Example Legal Domain Template (templates/legal_template.txt
):
Generate embeddings for legal documents optimized for legal research and analysis.
Focus on:
- Legal terminology and concepts
- Case citations and precedents: {content}
- Statutory references and regulations
- Contractual terms and legal obligations
Document Type: {document_type}
Chunk: {chunk_index} of document
Content: {content}
Prioritize legal concepts and relationships for accurate legal document retrieval.
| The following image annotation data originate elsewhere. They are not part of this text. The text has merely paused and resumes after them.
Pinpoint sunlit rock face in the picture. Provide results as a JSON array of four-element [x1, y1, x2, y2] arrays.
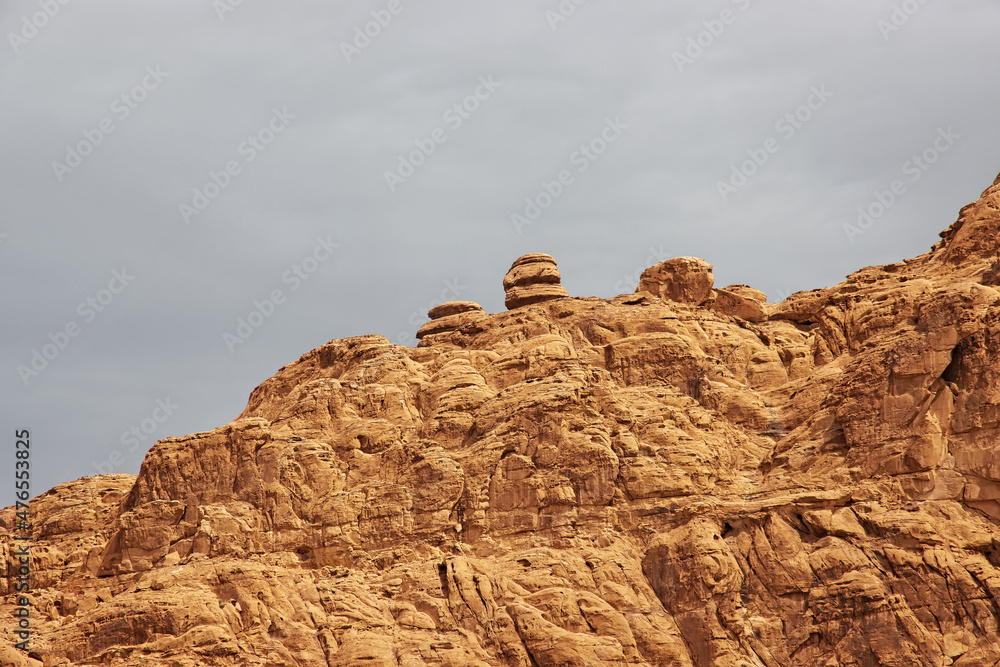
[[0, 174, 1000, 667]]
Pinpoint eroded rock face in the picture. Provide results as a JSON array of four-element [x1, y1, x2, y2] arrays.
[[635, 257, 715, 306], [503, 252, 569, 310], [417, 301, 486, 340], [0, 174, 1000, 667]]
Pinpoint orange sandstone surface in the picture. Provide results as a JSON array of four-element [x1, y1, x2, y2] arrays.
[[0, 178, 1000, 667]]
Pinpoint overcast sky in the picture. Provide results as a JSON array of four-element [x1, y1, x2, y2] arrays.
[[0, 0, 1000, 504]]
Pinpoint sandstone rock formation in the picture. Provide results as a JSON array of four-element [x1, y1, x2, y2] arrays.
[[417, 301, 486, 340], [503, 252, 569, 310], [0, 172, 1000, 667], [635, 257, 715, 306]]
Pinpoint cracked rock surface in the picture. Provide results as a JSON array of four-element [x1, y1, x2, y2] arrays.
[[0, 178, 1000, 667]]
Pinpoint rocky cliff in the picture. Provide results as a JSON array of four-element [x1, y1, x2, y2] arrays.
[[0, 178, 1000, 667]]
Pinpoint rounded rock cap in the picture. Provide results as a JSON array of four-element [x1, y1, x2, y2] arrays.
[[427, 301, 486, 320], [503, 252, 569, 310]]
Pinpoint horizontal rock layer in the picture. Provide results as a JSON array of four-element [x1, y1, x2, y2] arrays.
[[0, 172, 1000, 667]]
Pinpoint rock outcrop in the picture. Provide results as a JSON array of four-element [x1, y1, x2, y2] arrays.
[[635, 257, 715, 306], [503, 252, 569, 310], [417, 301, 486, 340], [0, 174, 1000, 667]]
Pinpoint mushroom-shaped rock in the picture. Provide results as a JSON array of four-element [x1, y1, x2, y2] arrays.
[[503, 252, 569, 310], [635, 257, 715, 306], [711, 285, 767, 322], [417, 301, 486, 340]]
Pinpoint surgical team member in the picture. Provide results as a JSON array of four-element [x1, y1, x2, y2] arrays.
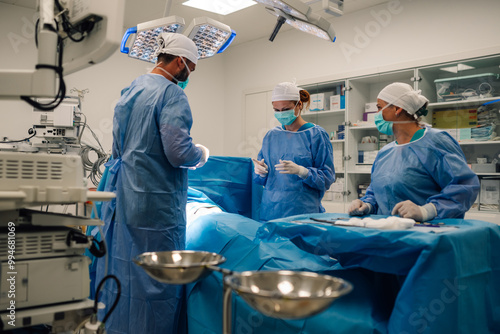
[[253, 82, 335, 221], [349, 82, 479, 221], [97, 33, 208, 334]]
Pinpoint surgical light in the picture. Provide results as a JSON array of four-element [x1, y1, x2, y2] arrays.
[[120, 16, 236, 63], [120, 16, 185, 63], [185, 17, 236, 59], [255, 0, 344, 42]]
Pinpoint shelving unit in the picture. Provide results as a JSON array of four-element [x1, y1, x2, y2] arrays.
[[243, 55, 500, 224]]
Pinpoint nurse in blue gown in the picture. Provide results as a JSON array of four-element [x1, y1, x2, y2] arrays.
[[96, 33, 208, 334], [349, 83, 479, 221], [253, 82, 335, 221]]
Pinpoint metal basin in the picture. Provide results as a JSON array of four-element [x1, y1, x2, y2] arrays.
[[134, 250, 226, 284], [224, 270, 352, 319]]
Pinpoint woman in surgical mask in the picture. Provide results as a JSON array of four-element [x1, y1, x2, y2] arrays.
[[253, 82, 335, 221], [349, 82, 479, 221]]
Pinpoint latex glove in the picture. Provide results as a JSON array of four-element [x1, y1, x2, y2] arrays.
[[347, 199, 372, 216], [252, 159, 269, 177], [194, 144, 210, 168], [392, 201, 437, 222], [274, 159, 309, 179]]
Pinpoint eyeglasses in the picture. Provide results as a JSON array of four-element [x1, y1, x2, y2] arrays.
[[273, 105, 295, 112]]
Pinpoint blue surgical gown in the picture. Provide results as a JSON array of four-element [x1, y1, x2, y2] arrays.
[[361, 128, 479, 219], [253, 125, 335, 221], [96, 74, 202, 334]]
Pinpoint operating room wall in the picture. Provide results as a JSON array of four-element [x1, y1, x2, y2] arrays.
[[224, 0, 500, 156], [0, 3, 224, 155]]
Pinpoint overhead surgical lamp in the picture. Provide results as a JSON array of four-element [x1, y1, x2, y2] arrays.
[[120, 16, 185, 63], [185, 16, 236, 59], [255, 0, 344, 42], [120, 16, 236, 63]]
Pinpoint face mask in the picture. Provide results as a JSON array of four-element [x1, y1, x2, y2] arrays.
[[274, 109, 297, 125], [274, 101, 299, 125], [375, 104, 415, 136], [176, 57, 191, 89], [375, 110, 394, 136], [177, 78, 189, 89]]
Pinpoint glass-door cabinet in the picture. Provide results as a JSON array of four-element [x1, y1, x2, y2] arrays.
[[416, 55, 500, 219]]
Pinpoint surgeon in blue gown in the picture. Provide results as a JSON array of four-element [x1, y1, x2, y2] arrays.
[[253, 82, 335, 221], [96, 33, 208, 334], [349, 82, 479, 221]]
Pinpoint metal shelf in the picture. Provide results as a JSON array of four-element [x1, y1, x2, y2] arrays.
[[302, 109, 345, 117], [427, 96, 500, 109], [349, 125, 377, 130]]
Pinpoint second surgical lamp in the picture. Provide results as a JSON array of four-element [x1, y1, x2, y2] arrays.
[[120, 15, 236, 63], [255, 0, 344, 42]]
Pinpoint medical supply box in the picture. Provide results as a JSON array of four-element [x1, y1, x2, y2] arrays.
[[479, 179, 500, 205], [309, 92, 333, 111], [434, 73, 500, 102], [471, 163, 497, 173], [329, 95, 345, 111], [432, 109, 477, 129]]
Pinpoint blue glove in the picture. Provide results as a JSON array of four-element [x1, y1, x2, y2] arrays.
[[274, 159, 309, 179]]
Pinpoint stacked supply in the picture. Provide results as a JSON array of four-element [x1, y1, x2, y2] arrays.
[[471, 104, 499, 141]]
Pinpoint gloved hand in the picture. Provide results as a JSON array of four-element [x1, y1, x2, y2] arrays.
[[274, 159, 309, 179], [347, 199, 372, 216], [194, 144, 210, 168], [392, 201, 437, 222], [252, 159, 269, 177]]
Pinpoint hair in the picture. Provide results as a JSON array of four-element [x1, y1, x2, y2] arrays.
[[299, 89, 311, 109]]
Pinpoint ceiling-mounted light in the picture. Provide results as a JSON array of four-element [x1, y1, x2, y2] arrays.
[[182, 0, 256, 15], [120, 16, 185, 63], [255, 0, 344, 42], [120, 16, 236, 63], [184, 16, 236, 59]]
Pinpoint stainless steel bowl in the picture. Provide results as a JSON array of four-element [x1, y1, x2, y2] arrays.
[[224, 270, 352, 319], [134, 250, 226, 284]]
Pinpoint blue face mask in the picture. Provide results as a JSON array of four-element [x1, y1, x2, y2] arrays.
[[375, 112, 394, 136], [274, 109, 297, 125], [177, 57, 191, 89], [177, 78, 189, 89]]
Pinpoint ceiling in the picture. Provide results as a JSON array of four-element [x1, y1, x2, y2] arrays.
[[0, 0, 389, 45], [125, 0, 389, 45]]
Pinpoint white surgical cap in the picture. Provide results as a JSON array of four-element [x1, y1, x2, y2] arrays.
[[271, 82, 302, 102], [377, 82, 429, 115], [155, 32, 198, 64]]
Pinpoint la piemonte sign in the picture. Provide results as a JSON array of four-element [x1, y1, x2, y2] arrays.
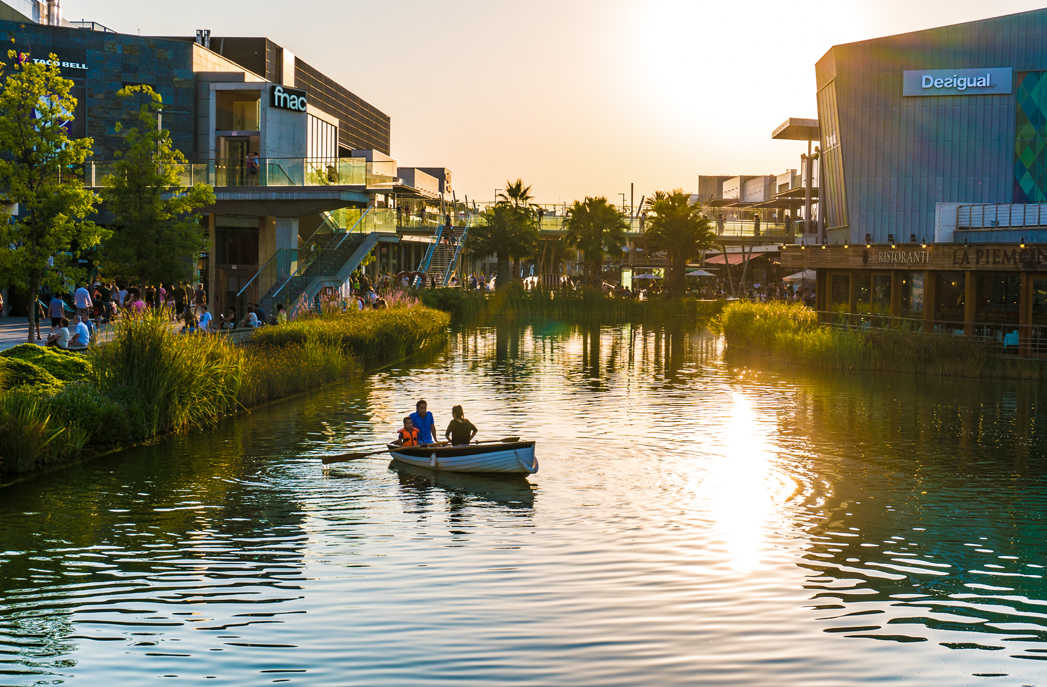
[[269, 86, 308, 112], [901, 67, 1015, 95]]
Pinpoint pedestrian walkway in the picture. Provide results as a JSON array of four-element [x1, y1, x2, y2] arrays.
[[0, 317, 41, 351]]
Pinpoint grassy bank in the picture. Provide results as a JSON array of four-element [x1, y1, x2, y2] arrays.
[[714, 302, 1047, 380], [0, 308, 449, 482], [420, 286, 723, 324]]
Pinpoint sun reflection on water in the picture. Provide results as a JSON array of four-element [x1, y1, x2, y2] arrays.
[[700, 393, 787, 573]]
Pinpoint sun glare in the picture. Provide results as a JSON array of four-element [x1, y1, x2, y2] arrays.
[[701, 393, 776, 573]]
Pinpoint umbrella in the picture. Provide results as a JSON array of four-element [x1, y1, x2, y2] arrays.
[[782, 269, 818, 282]]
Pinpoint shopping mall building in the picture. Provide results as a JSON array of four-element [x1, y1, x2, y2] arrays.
[[782, 9, 1047, 353], [0, 0, 450, 311]]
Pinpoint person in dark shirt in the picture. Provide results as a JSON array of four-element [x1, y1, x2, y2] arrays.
[[444, 405, 476, 446]]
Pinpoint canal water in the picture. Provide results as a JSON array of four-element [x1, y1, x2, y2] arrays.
[[0, 325, 1047, 686]]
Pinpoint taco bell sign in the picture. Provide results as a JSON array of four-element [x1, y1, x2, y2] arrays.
[[901, 67, 1015, 95]]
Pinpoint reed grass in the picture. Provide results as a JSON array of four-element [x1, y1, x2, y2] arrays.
[[0, 305, 449, 475], [714, 302, 1045, 379], [420, 285, 723, 324]]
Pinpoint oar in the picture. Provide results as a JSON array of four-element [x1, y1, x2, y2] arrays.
[[314, 437, 520, 465]]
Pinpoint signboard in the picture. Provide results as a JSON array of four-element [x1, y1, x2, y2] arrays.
[[269, 86, 308, 112], [901, 67, 1015, 95]]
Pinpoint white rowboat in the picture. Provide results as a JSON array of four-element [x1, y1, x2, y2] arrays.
[[388, 441, 538, 474]]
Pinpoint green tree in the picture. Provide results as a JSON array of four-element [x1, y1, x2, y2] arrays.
[[0, 50, 106, 341], [469, 203, 538, 289], [563, 197, 628, 287], [644, 189, 715, 296], [101, 86, 215, 284]]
Available Template Variables
Use these variables in your custom templates:
{content}
: The document content to be embedded{document_type}
: File type (pdf, txt, json, pptx, etc.){metadata}
: Additional document metadata (file size, source, etc.){chunk_index}
: Index of the current chunk within the document{chunking_strategy}
: The chunking method used (semantic, fixed, sentence)
Custom Variables
Add your own variables using the EMBEDDING_CUSTOM_PROMPT_VARIABLES
environment variable:
export EMBEDDING_CUSTOM_PROMPT_VARIABLES='{"domain": "healthcare", "use_case": "clinical_research"}'
Then use them in your template:
Generate embeddings for {domain} content optimized for {use_case}.
Content: {content}
Configuration Examples
Using Environment Variables:
# Set custom template
export EMBEDDING_PROMPT_TEMPLATE="templates/technical_docs_template.txt"
# Add custom variables
export EMBEDDING_CUSTOM_PROMPT_VARIABLES='{"company": "TechCorp", "product": "API"}'
# Run with custom prompts
python nbedr.py create-embeddings --datapath ./docs --doctype pdf
Using CLI Arguments:
python nbedr.py create-embeddings \
--datapath ./documents \
--doctype pdf \
--embedding-prompt-template templates/my_template.txt
Template Best Practices
- Be Domain-Specific: Include terminology and concepts specific to your field
- Provide Context: Explain the intended use case for the embeddings
- Keep It Focused: Avoid overly long prompts that might confuse the model
- Test and Iterate: Experiment with different prompts and measure embedding quality
- Use Variables: Leverage template variables for dynamic content insertion
Template Examples by Domain
See the templates/
directory for example templates:
embedding_prompt_template.txt
- Default general-purpose templatetemplates/README.md
- Complete template documentation with examples
Quick Domain Templates:
Technical Documentation:
export EMBEDDING_PROMPT_TEMPLATE="templates/tech_docs_template.txt"
Academic Research:
export EMBEDDING_PROMPT_TEMPLATE="templates/academic_template.txt"
Business Content:
export EMBEDDING_PROMPT_TEMPLATE="templates/business_template.txt"
Vector Databases
FAISS (Facebook AI Similarity Search)
- Best for: Local development, high-performance searches, full control
- Pros: Free, very fast, runs locally
- Cons: Requires technical setup, no cloud features
Pinecone
- Best for: Production applications, scaling, managed service
- Pros: Fully managed, excellent performance, built-in scaling
- Cons: Cost increases with usage
ChromaDB
- Best for: Open-source preference, flexibility, development
- Pros: Open source, good documentation, easy to extend
- Cons: Requires more setup than managed services
Azure AI Search (Enterprise Search Platform)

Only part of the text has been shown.